Alpha Zero runner

The AlphaZero runner is a command-line utility for training and testing AlphaZero models. It can be used to:

train a new AlphaZero model or resume training an existing model;
evaluate a trained model against a random policy;
play against the trained model using either the terminal or the GUI.

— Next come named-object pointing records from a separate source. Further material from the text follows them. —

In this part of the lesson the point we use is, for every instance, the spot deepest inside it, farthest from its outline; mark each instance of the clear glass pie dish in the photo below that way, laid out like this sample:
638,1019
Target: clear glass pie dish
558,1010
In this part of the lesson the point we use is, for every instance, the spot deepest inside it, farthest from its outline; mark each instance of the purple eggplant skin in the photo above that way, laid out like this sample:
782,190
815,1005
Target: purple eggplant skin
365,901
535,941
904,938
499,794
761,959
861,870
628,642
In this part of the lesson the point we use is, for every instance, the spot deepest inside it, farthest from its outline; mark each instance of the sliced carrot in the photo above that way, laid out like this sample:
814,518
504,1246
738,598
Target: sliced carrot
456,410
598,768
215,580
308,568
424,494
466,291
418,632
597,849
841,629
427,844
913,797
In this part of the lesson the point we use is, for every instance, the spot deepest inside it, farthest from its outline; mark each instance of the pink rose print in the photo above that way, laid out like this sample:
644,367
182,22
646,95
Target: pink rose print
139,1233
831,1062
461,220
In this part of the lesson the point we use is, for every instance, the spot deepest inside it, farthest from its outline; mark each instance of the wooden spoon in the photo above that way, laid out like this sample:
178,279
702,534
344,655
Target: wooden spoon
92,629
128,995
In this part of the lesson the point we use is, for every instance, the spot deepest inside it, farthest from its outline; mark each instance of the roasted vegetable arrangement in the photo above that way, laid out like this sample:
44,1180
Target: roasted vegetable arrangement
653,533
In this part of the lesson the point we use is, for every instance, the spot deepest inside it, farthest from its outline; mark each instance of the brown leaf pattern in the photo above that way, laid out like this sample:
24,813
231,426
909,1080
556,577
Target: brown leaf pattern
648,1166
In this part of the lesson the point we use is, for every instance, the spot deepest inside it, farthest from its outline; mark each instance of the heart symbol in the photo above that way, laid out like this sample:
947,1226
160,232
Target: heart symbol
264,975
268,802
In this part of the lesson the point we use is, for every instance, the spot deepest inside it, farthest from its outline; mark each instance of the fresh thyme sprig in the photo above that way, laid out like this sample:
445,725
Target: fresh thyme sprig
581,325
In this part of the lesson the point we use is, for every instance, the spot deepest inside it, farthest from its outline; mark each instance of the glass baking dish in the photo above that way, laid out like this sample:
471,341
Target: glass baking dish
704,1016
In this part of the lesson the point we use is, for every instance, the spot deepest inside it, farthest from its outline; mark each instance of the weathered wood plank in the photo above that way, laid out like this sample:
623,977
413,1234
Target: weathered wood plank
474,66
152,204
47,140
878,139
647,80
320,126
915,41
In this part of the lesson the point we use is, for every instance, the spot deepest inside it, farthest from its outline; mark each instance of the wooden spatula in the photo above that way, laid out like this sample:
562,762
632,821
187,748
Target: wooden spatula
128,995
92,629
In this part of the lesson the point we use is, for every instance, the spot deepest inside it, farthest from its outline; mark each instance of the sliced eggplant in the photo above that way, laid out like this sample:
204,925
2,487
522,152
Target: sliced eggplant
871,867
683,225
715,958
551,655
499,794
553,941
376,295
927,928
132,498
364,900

The runner can be invoked from the command line as follows:

run_alpha_zero examples/tic_tac_toe_alpha_zero.yaml --mode train

There are six available modes:

train: train a new AlphaZero model. This mode prevents overwriting existing models.
overwrite: train a new AlphaZero model and overwrite any existing model files.
resume: resume training from an existing model.
evaluate: evaluate the trained model against a random policy.
terminal: play against the trained model using the terminal interface.
gui: play against the trained model using the graphical interface.

Example configuration

The following YAML configuration illustrates a complete setup. The individual sections are described below.

game:
    name: MCTSTicTacToe
    first_player: random
type: HDF5
oracle:
    name: OpenSpielMLP
    capacity:
        input_size: 18
        output_size: 9
        nn_depth: 2
        nn_width: 2
    file_path: tic_tac_toe_alpha_zero
collector:
    number_of_processes: 1
    mcts:
        number_of_simulations: 1
        pucb_constant: 1.0
        discount_factor: 1.0
        dirichlet_alpha: 0.3
        dirichlet_weight: 0.25
    max_buffer_length: 100
    number_of_episodes: 1
    temperature_schedule:
        - [0, 1.0]
trainer:
    batch_size: 32
    max_training_epochs: 1
    early_stop_loss: 1e-3
    learning_rate: 1e-3
    loading_workers: 1
report_generator:
    number_of_tests: 100
    buckets:
        - [-inf, 0.25]
        - [0.25, 0.75]
        - [0.75, +inf]
    policies:
        X:
            name: RandomPolicy
        O:
            name: DeterministicOraclePolicy
            oracle: TrainedOracle
number_of_epochs: 1
evaluation:
    episodes: 100
    max_models: 10
    uncertainty_penalty_coefficient: 3.0
    discount_factor: 1.0
    policy:
        name: DeterministicOraclePolicy
    true_skill:
        mu: 25.0
        sigma: 8.333
        beta: 1.476
        tau: 0.0
        draw_probability: 0.1
hdf5_path_prefix: tic_tac_toe_data
server_hostname: 127.0.0.1
server_port: 8888
workspace_path: test_workspace
manual_play:
    manual_player: 'O'
    autonomous_policy:
        name: DeterministicOraclePolicy
stdin_policy:
    name: TicTacToeStdin
    module: mrl.tic_tac_toe.game
gui:
    name: make_gui
    module: mrl.tic_tac_toe.tkinter_gui

Game

game:
    name: MCTSTicTacToe
    first_player: random

This section describes the game configuration. It follows the same structure used by the game_runner. See the game for details.

Alpha Zero Type

type: HDF5

type: InMemory

This setting determines how training data is stored.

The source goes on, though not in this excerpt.